IMPROVING THE PROCESS OF IMPROVING PLACES: “Storm Cunningham’s RECONOMICS Process raises the bar for community and regional revitalization. It’s a powerful package, succinctly capturing the process that we have doggedly tried to identify over time, not always knowing the next step,” states Eric Bonham, founding member, Partnership for Water Sustainability in British Columbia
Note to Reader:
Storm Cunningham, author and futurist, is a source of inspiration for those who are champions of ‘restorative development. He has written three ground-breaking books: The Restoration Economy (2002), Rewealth (2008), and now RECONOMICS (2020). Storm is the Executive Director of the new RECONOMICS Institute: The Society of Revitalization and Resilience Professionals, https://reconomics.org, whose slogan is “improving the process of improving places”.
RECONOMICS includes a plethora of Canadian anecdotes and references. Of relevance to readers in British Columbia, Storm Cunningham elaborates on his participation at the Parksville 2019 Water Stewardship Symposium, co-hosted by the Partnership for Water Sustainability in British Columbia.
The ripple effects of Storm’s participation and important role at Parksville 2019 are still being felt – for example, his RECONOMICS Process was immediately applied to a case study for a popular course taught by Nancy Randall at ElderCollege, Vancouver Island University. This year, her course filled within the first three hours of the opening of registration, with 27 on the wait-list.
“We applied Cunningham’s six-stage RECONOMICS process to a water course conservation initiative as a case study,” states Nancy Randall. “Working through all stages of the resilience process would enable the participants to more easily apply these concepts in other revitalization and resilience contexts.”
Publication of RECONOMICS is timely. It is a useful reference for those wishing to improve where they live, and are in search of a process to help communities implement an ‘actionable vision’ for land and water that would result in transformational changes in practice on the ground.
Should Storm Cunningham’s RECONOMICS be mandatory reading for Mayors, CAOs & Directors of Planning in cities and regions?
“Most people who are traditionally seen as being responsible for creating community revitalization—mayors, economic developers, private developers, planners, etc. – don’t actually know how to think about revitalization. Most of them tend to think of it as a goal, rather than as a process,” observes Storm Cunningham.
“As a result, they have ‘magical’ expectations: they assume that revitalization will automatically emerge if they just keep doing more of whatever it is they know how to do.”
Importance of an Ongoing Program
“The first step is to create an ongoing revitalization (or resilience) program, which constantly initiates, perpetuates, evaluates and adjusts local renewal efforts. Without an ongoing program, you have little chance of building momentum, which is essential to increasing confidence in the future of the place.
“The first job of that program (which is usually housed by a foundation or non-profit organization) is to facilitate a shared vision for the future. The second step is to create a strategy to implement that vision. Next, it’s best to do some policy work, adding policies to support that strategy, and removing policies that undermine it.”
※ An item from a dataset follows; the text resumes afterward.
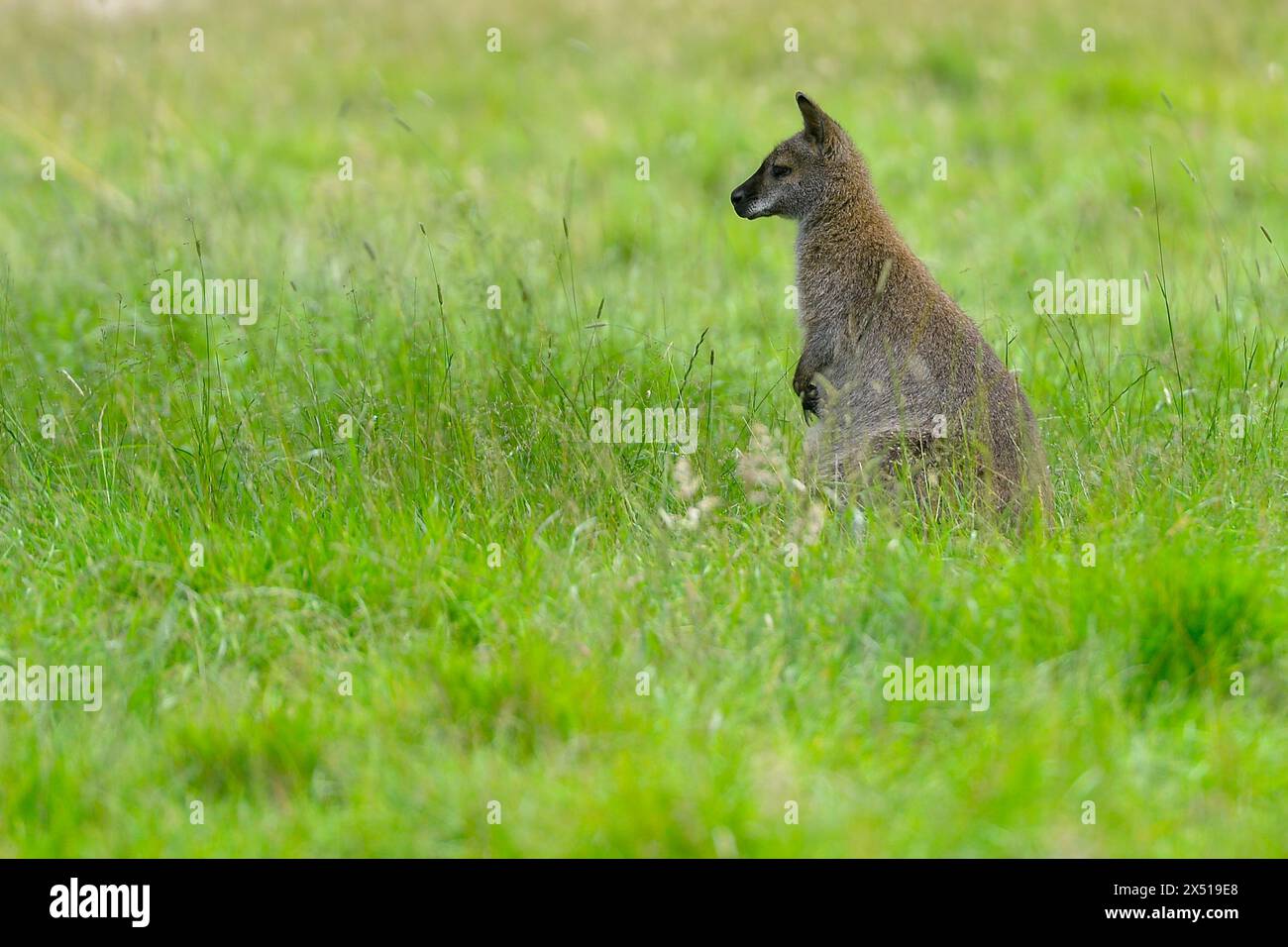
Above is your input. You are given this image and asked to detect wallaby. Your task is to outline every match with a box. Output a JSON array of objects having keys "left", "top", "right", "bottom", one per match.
[{"left": 731, "top": 93, "right": 1052, "bottom": 518}]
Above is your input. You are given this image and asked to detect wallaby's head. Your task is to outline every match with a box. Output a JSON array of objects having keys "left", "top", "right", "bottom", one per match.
[{"left": 729, "top": 91, "right": 867, "bottom": 220}]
The RECONOMICS Process – a synthesis of Storm Cunningham’s research to identify commonalities
“Every public leader knows that the reliable production of anything requires a process, whether it’s a factory producing air conditioners, a tailor producing clothing or a tree producing nuts, wood and oxygen. They also know, deep down, that they have no real strategy or reliable process for producing either revitalization or resilience in their community (though few would acknowledge it),” writes Storm Cunningham in the preface to RECONOMICS.
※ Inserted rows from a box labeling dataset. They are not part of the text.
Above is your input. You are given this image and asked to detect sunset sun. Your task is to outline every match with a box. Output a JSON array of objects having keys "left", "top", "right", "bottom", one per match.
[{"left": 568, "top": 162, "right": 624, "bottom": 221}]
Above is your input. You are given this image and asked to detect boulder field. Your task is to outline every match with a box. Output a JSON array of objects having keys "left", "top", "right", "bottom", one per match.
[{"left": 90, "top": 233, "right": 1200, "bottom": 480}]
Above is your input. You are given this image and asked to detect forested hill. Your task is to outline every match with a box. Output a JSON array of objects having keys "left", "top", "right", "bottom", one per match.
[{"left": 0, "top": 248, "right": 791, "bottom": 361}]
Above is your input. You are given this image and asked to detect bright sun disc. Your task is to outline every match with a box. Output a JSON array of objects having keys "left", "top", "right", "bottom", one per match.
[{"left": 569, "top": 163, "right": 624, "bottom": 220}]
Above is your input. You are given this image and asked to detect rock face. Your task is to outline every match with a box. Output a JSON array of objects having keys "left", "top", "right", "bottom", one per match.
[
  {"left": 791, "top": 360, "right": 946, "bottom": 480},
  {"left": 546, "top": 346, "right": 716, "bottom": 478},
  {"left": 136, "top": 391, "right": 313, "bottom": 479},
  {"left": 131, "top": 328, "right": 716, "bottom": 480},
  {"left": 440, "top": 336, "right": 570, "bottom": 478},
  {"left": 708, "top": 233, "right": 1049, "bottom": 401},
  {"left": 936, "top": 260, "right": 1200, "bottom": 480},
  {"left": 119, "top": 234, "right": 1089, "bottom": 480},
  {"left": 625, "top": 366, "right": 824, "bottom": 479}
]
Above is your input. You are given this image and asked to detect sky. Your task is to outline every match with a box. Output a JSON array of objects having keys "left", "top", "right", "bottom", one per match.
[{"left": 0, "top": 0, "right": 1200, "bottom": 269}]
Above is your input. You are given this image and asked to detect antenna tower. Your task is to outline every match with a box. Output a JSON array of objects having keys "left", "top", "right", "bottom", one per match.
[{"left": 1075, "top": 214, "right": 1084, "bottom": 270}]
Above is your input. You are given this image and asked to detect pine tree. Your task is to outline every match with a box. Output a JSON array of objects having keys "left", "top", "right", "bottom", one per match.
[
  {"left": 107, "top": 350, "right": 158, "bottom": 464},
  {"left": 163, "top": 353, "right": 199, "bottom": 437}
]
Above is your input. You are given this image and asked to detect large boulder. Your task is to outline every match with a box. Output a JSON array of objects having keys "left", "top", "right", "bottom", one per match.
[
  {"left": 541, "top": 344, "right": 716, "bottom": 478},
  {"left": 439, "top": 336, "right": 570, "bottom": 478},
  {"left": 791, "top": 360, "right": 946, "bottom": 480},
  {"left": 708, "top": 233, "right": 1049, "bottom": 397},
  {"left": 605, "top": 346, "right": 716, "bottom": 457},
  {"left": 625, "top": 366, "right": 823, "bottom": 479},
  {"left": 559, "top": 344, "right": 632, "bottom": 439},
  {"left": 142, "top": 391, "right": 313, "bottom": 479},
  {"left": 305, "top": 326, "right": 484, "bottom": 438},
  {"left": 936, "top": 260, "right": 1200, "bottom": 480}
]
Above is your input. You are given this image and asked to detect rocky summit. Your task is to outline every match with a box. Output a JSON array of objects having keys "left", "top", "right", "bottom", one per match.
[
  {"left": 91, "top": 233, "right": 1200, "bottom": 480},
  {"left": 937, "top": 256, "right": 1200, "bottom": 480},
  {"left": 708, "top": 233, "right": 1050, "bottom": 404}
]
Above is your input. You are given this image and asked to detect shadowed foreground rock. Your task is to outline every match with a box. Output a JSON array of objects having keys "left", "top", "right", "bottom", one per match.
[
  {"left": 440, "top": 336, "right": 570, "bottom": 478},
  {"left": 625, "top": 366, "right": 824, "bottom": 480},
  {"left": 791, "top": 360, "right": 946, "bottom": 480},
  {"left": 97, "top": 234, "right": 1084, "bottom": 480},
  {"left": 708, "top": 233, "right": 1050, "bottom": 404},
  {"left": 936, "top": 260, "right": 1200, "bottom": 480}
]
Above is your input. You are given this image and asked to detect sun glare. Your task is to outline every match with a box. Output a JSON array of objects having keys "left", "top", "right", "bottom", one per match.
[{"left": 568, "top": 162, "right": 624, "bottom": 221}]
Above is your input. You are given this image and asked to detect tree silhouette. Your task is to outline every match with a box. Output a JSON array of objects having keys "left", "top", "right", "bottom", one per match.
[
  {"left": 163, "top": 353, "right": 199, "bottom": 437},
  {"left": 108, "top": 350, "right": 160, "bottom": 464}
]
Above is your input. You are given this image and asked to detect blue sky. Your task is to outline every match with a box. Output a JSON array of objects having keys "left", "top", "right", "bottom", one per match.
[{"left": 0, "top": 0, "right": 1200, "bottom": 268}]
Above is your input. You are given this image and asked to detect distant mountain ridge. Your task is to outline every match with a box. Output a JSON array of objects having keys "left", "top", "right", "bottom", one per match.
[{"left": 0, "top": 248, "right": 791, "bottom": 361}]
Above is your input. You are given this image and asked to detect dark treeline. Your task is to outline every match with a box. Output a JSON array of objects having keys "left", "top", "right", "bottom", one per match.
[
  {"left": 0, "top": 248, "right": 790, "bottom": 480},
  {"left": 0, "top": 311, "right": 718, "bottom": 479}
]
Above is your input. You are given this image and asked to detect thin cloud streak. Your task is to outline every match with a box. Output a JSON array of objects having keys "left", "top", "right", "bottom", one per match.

“I’ve spent the past 20 years leading workshops, keynoting summits and consulting in planning sessions at urban and rural places worldwide. All of these events were focused on some aspect of creating revitalization or resilience.
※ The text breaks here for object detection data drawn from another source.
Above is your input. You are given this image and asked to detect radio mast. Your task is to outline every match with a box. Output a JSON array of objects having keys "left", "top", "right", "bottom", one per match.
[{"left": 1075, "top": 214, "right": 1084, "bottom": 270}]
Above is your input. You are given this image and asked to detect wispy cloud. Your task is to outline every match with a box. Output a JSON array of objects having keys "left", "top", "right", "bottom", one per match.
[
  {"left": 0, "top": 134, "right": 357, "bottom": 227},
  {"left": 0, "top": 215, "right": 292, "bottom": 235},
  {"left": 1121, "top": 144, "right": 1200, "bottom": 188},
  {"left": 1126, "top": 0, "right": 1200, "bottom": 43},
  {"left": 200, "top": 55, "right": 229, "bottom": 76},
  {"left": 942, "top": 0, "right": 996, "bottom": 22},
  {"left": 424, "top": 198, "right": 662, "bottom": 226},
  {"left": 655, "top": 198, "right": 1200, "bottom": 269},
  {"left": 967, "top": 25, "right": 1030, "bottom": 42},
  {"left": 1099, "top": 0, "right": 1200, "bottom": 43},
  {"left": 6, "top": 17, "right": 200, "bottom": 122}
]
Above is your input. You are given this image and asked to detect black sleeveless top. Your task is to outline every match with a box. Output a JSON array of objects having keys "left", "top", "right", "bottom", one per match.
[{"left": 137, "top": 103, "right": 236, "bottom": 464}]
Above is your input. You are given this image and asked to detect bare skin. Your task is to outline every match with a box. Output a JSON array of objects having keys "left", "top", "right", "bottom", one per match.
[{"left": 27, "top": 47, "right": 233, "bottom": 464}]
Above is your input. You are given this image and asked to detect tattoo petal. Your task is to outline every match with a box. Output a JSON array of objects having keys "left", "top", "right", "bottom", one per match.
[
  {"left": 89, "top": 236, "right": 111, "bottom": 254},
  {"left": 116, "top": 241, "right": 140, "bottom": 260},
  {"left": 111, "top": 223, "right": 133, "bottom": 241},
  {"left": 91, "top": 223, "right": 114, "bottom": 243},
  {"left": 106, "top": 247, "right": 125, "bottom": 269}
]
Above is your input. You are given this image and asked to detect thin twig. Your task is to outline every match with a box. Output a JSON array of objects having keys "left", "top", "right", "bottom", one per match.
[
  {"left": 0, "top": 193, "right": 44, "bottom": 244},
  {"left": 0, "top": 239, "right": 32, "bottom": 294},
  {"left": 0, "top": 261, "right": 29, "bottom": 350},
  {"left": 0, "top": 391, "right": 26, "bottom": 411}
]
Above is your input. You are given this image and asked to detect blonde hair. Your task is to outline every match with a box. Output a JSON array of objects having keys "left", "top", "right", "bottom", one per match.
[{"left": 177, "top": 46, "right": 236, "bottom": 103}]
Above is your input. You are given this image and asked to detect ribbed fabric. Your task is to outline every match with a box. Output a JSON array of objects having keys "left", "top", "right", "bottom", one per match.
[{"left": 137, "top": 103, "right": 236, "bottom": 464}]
“Most of those events had other speakers who recounted their on-the-ground efforts and lessons learned. I’ve thus spent the past two decades researching commonalities: what’s usually present in the successes, and what’s usually missing in the failures?
“I’ve boiled it down to six elements. Each of them individually increases the likelihood of success. The more of them you have, the more likely you are to succeed. All of them together creates a process that’s far more dynamic than the sum of its parts. If you’re a community leader, you can thus start assembling the locally-missing pieces of the process in whatever order makes sense—and is least disruptive—for your situation.
“Many mayors, governors and presidents have intuitively tried to form such a process. Most had two or three of the six elements. Some had four or five: none had all. Even in those few places that came close, the elements didn’t form a process. They were disjointed—usually spread over a long period of time—and had no logical order. In other words, they had the body parts, but no fully-functional body. Thus, they often went nowhere…or not very far. No process = no progress.”